Mapr (HP) Hadoop Developer Certification Questions and Answers (Dumps and Practice Questions)

Question : Which of the following class is responsible for committing output of the Job

1. OutputFormat

2. Job

3. Access Mostly Uused Products by 50000+ Subscribers

4. Context

Correct Answer : Get Lastest Questions and Answer :
Explanation: OutputFormat describes the output-specification for a Map-Reduce job.
The Map-Reduce framework relies on the OutputFormat of the job to:

Validate the output-specification of the job. For e.g. check that the output directory doesn't already exist.
Provide the RecordWriter implementation to be used to write out the output files of the job. Output files are stored in a FileSystem.

Question : You are running a word count MapReduce job. But somehow job is not successfully completed and fails after processing % of reducer class.
Which statement is correct in this case?

1. It will generate 90% output only

2. It will only generate _logs directory as output

3. Access Mostly Uused Products by 50000+ Subscribers

4. 1,2

5. 2,3

Correct Answer : Get Lastest Questions and Answer :
Explanation: A job that does not successful only generate an _logs directory as output. All other partial reducer output will not be written.

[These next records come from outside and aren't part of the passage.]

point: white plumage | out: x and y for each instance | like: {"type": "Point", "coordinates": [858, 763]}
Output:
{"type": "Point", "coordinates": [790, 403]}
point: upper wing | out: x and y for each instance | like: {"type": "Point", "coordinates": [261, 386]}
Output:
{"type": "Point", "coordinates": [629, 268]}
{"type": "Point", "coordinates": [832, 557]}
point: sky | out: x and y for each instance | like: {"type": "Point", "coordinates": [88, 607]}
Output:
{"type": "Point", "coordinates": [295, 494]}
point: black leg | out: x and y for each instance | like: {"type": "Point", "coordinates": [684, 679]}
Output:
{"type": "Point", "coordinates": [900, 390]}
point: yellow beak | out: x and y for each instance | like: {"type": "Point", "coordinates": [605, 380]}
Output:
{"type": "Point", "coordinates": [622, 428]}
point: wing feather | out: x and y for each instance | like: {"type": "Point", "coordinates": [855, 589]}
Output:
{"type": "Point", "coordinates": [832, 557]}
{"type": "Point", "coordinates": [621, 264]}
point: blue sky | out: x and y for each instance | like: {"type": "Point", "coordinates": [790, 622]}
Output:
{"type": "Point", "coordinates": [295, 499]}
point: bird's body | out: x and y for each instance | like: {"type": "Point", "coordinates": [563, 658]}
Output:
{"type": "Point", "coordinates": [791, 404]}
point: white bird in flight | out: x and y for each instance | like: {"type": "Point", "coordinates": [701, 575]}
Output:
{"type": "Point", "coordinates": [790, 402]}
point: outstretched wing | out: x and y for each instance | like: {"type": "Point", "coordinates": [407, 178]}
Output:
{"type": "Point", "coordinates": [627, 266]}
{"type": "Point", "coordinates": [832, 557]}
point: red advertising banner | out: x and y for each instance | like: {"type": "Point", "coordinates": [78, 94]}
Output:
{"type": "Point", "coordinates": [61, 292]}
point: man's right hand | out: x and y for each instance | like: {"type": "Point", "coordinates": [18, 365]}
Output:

Question : Select correct statements

1. RecordWriter writes the key-value pairs to the output files

2. The TextOutputFormat.LineRecordWriter implementation requires a java.io.DataOutputStream
object to write the key-value pairs to the HDFS/MapR-FS file system

3. Access Mostly Uused Products by 50000+ Subscribers

4. 1,2
5. 1,2,3

Correct Answer : Get Lastest Questions and Answer :
Explanation: RecordWriter writes the output pairs to an output file.
RecordWriter implementations write the job outputs to the FileSystem.

Related Questions

Question : Because of OutOfMemory a Map or Reduce Task can crash, How does Hadoop MapReduce v (MRv)
handle JVMs when a new MapReduce job is started on a cluster?

1. The TaskTracker may or may not use same JVM for each task it manages on that node
2. The TaskTracker reuse the same JVM for each task it manages on that node
3. Access Mostly Uused Products by 50000+ Subscribers
4. The TaskTracker spawns a new JVM for each task it manages on that node

Question : You have configured Hadoop cluster with MR. And, you have a directory called HadoopExam in HDFS containing three files: Exam and Exam.
You submit a job to the cluster, using that directory as the input directory.
A few seconds after you have submitted the job, a user start copying a large file, Exam3,
into the directory. Select the correct statement?

1. All files Exam1, Exam2 and Exam3 will be processed by the job
2. Only files Exam1, and Exam2 will be processed by the job
3. Access Mostly Uused Products by 50000+ Subscribers
4. Only files Exam3 will be processed by the job

Question :
As you know Hadoop cluster is made of Multiple nodes and each file is divided in multiple blocks and stored in different nodes.
For this you need to able to serialize your data and you use Writable interface for this, select the correct statement for the
Writable interface.

1. Writable is a class that all keys and values in MapReduce must extend. Classes extending this interface must implement methods for serializing and deserializing themselves.
2. Writable is an class that all keys and values in MapReduce must extend. Classes extending this interface must not implement methods for serializing and deserializing themselves until they want to customize it.
3. Access Mostly Uused Products by 50000+ Subscribers
4. Writable is an interface that all values in MapReduce must implement. Classes implementing this interface must implement methods for serializing and deserializing themselves.

Question :
You have written a MapReduce job, and in the Reducer you want the data to be adjusted from multiple reducers before
writing to the HDFS,Is it possible that reduce tasks to communicate with each other and can talk to each other? .

1. Yes, all reducer task runs can share the data by doing proper configuration
2. Yes, each reduce task runs independently and in isolation, by creating a shared file reducer can communicate with each other
3. Access Mostly Uused Products by 50000+ Subscribers
4. It all depends on file size created if it is smaller than block size then it is possible

Question : All HadoopExam website subscribers information is stored in the MySQL database,
Which tool is best suited to import a portion of a subscribers information every day as files into HDFS,
and generate Java classes to interact with that imported data?

1. Hive
2. Pig
3. Access Mostly Uused Products by 50000+ Subscribers
4. Flume

Question :A client application of HadoopExam creates an HDFS file named HadoopExam.txt with a replication factor of .
Identify which best describes the file access rules in HDFS if the file has a single block that is stored on data nodes C1, C2, C3, C4 and C5?

1. The file can not be accessed if at least one of the DataNodes storing the block is un-available.
2. The file can be accessed if at least one of the DataNodes storing the block is available and client connected to that node only.
3. Access Mostly Uused Products by 50000+ Subscribers
4. The file can be accessed if at least one of the DataNodes storing the block is available and even NameNode is crashed.